Ni siquiera la frescura ni la luminosidad de esa mañana de principios
de primavera era capaz de alegrar los funestos pensamientos de Albert.
La monotonía de sus días al frente de los negocios de la familia; la
constreñida sociedad de Chicago, tan hipócrita y preocupada por los
bienes materiales y los cotilleos; el peso de la responsabilidad, el
tener que estar a la altura de las expectativas..., convertían su vida
en una prisión de la que no sabía cómo escapar.

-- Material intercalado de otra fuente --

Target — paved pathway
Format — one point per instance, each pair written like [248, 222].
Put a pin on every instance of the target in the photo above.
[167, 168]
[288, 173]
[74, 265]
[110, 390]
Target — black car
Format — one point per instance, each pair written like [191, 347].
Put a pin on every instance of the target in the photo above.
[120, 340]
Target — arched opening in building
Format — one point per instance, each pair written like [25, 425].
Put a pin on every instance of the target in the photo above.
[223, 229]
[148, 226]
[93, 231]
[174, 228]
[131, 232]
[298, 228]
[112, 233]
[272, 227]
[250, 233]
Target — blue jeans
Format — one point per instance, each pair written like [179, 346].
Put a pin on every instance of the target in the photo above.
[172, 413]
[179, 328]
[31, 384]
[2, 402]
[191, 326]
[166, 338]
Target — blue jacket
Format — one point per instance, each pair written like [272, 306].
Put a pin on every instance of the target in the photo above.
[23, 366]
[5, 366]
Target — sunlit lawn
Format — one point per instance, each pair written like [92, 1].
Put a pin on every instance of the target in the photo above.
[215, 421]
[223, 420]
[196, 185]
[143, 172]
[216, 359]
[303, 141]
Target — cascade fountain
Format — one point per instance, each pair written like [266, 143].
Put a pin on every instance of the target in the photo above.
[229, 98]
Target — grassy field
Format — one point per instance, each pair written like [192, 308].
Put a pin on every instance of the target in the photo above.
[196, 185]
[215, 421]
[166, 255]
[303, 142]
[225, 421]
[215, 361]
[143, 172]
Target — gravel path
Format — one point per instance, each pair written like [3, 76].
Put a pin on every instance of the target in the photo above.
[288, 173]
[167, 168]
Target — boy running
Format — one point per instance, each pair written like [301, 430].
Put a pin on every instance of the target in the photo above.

Si tan sólo tuviera la valentía de seguir los dictados de mi
conciencia y de mi corazón, pensaba mientras descendía de su automóvil
frente al edificio de la prestigiosa firma de abogados Weston &
Associates.

Al contrario de lo que se esperaba de uno de los más importantes
magnates de la industria norteamericana, William Albert Andrew Jr
continuaba manteniendo un estilo de vida sencillo, casi austero. Su
indumentaria, aunque elegante e impecable, demostraba despreocupación
por la moda y un mayor interés por la funcionalidad y la simplicidad
de líneas. Sus cabellos, que había vuelto a dejar crecer, caían
despreocupadamente sobre sus hombros, contribuyendo a darle un aire de
informalidad alejado de los cánones preestablecidos por la
tradicionalista sociedad de Chicago.

Aunque Albert prestara poca atención a los chismes que
irremediablemente circulaban sobre él, dada su notoriedad pública, lo
cierto es que se había ganado una reputación de inconformista que
acentuaba el aire de misterio que rodeaba su persona. Su poco activa
participación social, su reticencia a acudir a las numerosas veladas
organizadas por sus pares, las escasas ocasiones en las que se
permitía organizar reuniones en su villa -situada en una de las zonas
residenciales más prestigiosas de la ciudad-... contribuían a
granjearle numerosas miradas de curiosidad, no exentas de respeto por
la meticulosidad con la que gestionaba su fortuna. El que no se
prodigara en los círculos de moda añadía mayor interés a sus visitas,
bienvenidas tanto por los caballeros, que respetaban su criterio y
opiniones, como por las damas, enamoradas de su atractiva apariencia y
chispeante sentido del humor. Anfitrión cortés e invitado perfecto,
despertaba la admiración de toda la alta sociedad de Chicago, deseosa
de disfrutar más regularmente de su compañía, e incluso la aprobación
de aquellos escépticos que habían vaticinado su fracaso como hombre de
negocios debido a su juventud y falta de experiencia.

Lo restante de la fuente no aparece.